The action space is limited to 3-DOF (linear velocity), with no handling of attitude angle control.
The dataset scale is relatively small (13K trajectories vs. OpenFly's 100K), and language instructions are brief (avg. 12 words).
The depth encoder depends on the quality of Depth Anything V2; depth estimation may degrade in extreme environments.
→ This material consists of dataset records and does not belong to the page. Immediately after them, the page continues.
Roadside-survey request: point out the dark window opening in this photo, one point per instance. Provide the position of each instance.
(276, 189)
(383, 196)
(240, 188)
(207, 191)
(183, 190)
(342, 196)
vs. OpenVLA: AutoFly augments OpenVLA with a pseudo-depth encoder and a navigation-specific dataset, achieving consistent improvements across all metrics.
vs. AerialVLN/OpenUAV: These datasets emphasize instruction following, with average instructions of 83–104 words; the AutoFly dataset uses only 12 words on average, better reflecting coarse-grained real-world guidance.
vs. training-free methods (VLM zero-shot): No fine-tuning is required, but these approaches lack the high-frequency reactive control needed in dense obstacle environments.

Rating¶

Novelty: ⭐⭐⭐⭐ The autonomous navigation paradigm and pseudo-depth design are original contributions.
Experimental Thoroughness: ⭐⭐⭐⭐ Covers simulation and real environments with extensive ablations, though absolute performance remains limited.
Writing Quality: ⭐⭐⭐⭐ Clear structure with detailed dataset description.
Value: ⭐⭐⭐⭐ An important exploration in the direction of UAV autonomous navigation.